Half of Physicians Under Age 40 Would Walk Away If They Could; 60 Percent of All Physicians Want to Quit Now

For some, it’s frightening time to be in healthcare.

Given the continual changes related to reform and reimbursements, compounded by the fact that independent practices are being gobbled up by hospital systems and independent practitioners are becoming employees, but a new study commissioned by The Physicians Foundation say that roughly 60 percent of physicians would quit the profession or retire today if given the opportunity.

This is no new trend. And as noted in HealthLeaders Media report, that’s what makes this latest piece of data so much more shocking.

What’s also somewhat shocking about the Physicians Foundation study, which featured more than 13,000 physicians, is that the results clearly reflect this sentiment – that physicians are frustrated with the overwhelming pressure facing them – and that they would rather get out than picture themselves as professional caregivers for the long haul.

Certainly, this is not insignificant. These are not your typical professionals working a job, taking an hour lunch and then heading home to the family. It’s not like they’re working in one field one week and they decide to try a new job at a different company the next week. These are highly educated professionals who have dedicated their lives to a cause and a belief that they could make a difference by helping people “get better.” Simply put, they’ve made a lifelong decision to practice medicine that the majority could sooner walk away from.

Apparently, physicians just don’t feel they are being heard. They feel their opinions don’t matter so the only way they may have to make themselves heard is to pack up and hit the road.

Because of the pressure they face from regulation, reduced reimbursements and providing greater quality at a lesser cost, many feel alienated, and some are beginning to do something about it.
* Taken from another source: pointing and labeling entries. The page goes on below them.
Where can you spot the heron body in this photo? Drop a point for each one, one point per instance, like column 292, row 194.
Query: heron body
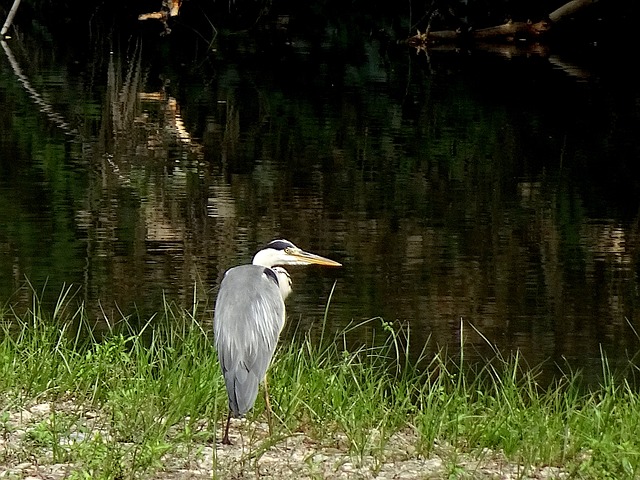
column 251, row 330
column 248, row 318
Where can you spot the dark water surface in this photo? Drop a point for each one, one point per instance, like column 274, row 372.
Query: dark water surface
column 500, row 189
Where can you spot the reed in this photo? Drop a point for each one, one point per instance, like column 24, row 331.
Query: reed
column 124, row 405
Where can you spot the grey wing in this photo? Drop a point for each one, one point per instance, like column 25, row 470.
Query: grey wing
column 249, row 315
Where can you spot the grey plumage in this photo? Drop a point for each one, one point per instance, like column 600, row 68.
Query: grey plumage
column 249, row 315
column 251, row 331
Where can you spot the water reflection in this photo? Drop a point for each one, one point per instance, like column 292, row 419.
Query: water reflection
column 500, row 192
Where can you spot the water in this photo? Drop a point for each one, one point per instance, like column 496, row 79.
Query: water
column 500, row 192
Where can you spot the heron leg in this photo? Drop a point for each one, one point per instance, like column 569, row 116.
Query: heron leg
column 225, row 438
column 268, row 404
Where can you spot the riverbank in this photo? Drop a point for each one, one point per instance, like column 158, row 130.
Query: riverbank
column 150, row 404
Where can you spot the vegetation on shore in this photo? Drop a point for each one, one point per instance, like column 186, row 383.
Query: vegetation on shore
column 133, row 403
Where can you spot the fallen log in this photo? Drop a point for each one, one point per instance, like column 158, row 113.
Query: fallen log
column 507, row 32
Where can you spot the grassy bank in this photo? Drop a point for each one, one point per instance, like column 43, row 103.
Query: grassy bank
column 149, row 404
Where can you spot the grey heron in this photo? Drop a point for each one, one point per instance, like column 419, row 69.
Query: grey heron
column 248, row 318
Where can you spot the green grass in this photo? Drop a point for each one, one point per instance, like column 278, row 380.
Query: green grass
column 118, row 407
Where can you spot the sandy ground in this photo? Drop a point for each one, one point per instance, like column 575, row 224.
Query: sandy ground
column 254, row 454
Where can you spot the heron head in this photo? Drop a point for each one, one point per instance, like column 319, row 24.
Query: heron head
column 283, row 252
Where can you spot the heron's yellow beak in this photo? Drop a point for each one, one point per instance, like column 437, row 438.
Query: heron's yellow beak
column 306, row 258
For starters, they’re reducing or eliminating the number of Medicare and Medicaid patients they’re seeing. Some are leaving private practice (some by choice, others not) and becoming employees where they’ll have fewer managerial worries than if they were to stay put in their practices. After all, employees are hired to do a job; managers are required to solve most of a business’ problems. Employed physicians are employed because, for the most part, they got tired of trying to solve the world’s problems.

But, according to the study, becoming an employee is not viewed as a positive move. Especially for what has traditionally been a fiercely independent population.
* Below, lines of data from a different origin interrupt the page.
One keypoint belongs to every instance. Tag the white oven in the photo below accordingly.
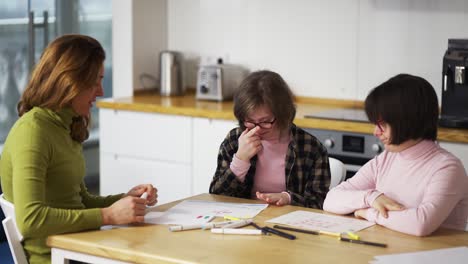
(353, 149)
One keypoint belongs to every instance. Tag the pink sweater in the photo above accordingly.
(270, 171)
(429, 181)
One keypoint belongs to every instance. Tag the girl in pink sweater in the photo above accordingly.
(414, 186)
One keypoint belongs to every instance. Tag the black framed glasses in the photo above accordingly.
(263, 124)
(380, 125)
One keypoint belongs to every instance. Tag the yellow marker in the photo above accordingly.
(232, 218)
(353, 235)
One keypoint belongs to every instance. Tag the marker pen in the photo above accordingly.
(185, 227)
(216, 224)
(239, 223)
(235, 231)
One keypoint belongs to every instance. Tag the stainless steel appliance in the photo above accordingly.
(353, 149)
(218, 82)
(171, 74)
(455, 85)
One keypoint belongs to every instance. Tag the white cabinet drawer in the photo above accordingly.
(209, 134)
(119, 174)
(146, 135)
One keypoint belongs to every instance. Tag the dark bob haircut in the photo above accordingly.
(269, 89)
(408, 104)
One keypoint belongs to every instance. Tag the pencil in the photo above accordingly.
(296, 230)
(278, 233)
(362, 242)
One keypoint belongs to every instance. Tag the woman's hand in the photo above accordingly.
(138, 190)
(383, 204)
(249, 144)
(274, 198)
(125, 211)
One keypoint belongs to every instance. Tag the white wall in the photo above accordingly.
(329, 48)
(139, 33)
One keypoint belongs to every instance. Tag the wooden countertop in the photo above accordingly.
(187, 105)
(156, 244)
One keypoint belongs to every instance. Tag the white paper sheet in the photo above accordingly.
(457, 255)
(316, 221)
(193, 211)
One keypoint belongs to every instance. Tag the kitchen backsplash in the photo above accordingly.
(333, 49)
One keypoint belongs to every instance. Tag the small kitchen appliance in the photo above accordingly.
(171, 74)
(219, 81)
(455, 85)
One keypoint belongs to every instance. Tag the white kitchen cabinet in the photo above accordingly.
(208, 134)
(138, 147)
(119, 174)
(146, 135)
(460, 150)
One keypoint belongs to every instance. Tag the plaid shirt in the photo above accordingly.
(307, 170)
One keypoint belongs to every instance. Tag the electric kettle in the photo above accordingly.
(171, 74)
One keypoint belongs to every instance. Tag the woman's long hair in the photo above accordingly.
(69, 65)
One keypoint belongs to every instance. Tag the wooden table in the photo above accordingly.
(156, 244)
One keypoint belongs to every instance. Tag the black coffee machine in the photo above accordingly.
(455, 85)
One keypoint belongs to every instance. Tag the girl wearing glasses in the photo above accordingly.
(414, 186)
(267, 157)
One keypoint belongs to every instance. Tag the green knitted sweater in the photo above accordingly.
(42, 171)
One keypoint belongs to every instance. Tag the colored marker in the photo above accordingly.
(235, 231)
(216, 224)
(353, 235)
(185, 227)
(362, 242)
(239, 223)
(329, 233)
(232, 218)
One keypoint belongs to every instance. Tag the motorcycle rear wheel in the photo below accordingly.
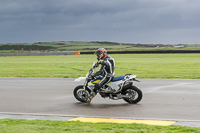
(81, 94)
(134, 93)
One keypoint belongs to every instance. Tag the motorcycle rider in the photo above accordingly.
(107, 69)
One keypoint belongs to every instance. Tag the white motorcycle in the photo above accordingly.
(119, 88)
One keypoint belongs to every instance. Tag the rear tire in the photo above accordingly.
(134, 93)
(81, 94)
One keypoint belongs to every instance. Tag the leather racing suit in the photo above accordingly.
(107, 70)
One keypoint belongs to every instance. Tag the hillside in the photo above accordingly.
(90, 46)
What’s most troubling about this study is that most physicians just want out. They want to turn in their white coats and head for the sunset. They want to come to Florida, where the sun always shines, hit the beach and play with sand between their toes. (I made that last part up.)

Here’s the heart of it, and I quote the HealthLeaders story: “We found that 60 percent said they would retire today if given the opportunity. What was worrisome is that this is up from 45 percent in 2008,” Walker Ray, MD, vice president of the nonprofit foundation. “We also know from the survey that we disaggregated it into certain categories, 47 percent of physicians under 40 said they would retire today if given the opportunity.”
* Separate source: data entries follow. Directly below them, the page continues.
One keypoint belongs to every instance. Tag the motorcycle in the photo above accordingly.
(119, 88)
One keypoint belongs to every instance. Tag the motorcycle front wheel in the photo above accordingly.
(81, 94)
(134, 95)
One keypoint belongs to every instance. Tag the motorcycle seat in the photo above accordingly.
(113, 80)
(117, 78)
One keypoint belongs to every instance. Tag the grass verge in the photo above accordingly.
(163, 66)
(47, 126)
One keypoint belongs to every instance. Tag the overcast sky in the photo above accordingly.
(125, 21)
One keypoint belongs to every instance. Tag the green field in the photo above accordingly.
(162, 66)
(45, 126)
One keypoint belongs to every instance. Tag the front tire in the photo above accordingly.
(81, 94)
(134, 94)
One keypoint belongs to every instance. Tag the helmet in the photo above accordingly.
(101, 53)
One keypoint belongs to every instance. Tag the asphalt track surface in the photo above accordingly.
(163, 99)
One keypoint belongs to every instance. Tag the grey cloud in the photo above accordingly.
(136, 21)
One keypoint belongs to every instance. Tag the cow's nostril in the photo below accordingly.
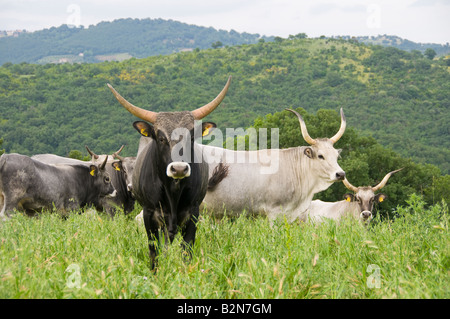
(340, 175)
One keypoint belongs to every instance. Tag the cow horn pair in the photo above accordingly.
(375, 188)
(312, 141)
(150, 116)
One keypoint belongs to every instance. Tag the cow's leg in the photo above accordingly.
(9, 205)
(189, 230)
(152, 226)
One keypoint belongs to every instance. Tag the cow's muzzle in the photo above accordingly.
(340, 176)
(178, 170)
(366, 215)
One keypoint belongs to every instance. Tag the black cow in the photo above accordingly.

Almost half of physicians under age 40 would board the windows and find another way to pay their student loans.

Half!

In some cases, there are certainly doctors among this population that just got into practice. These are the physicians who are supposed to be changing the way, setting the new normal for the industry; unabashedly accepting that this is the new world order of things and the hells bells, we’re in it to win it.

If this is indeed the truth, that so many young physicians are wondering why they spent so much time in school and spending so much money on their educations just so they could become employees of the “state,” the future doesn’t see that much different than the present and we have bigger problems that we’re anticipating.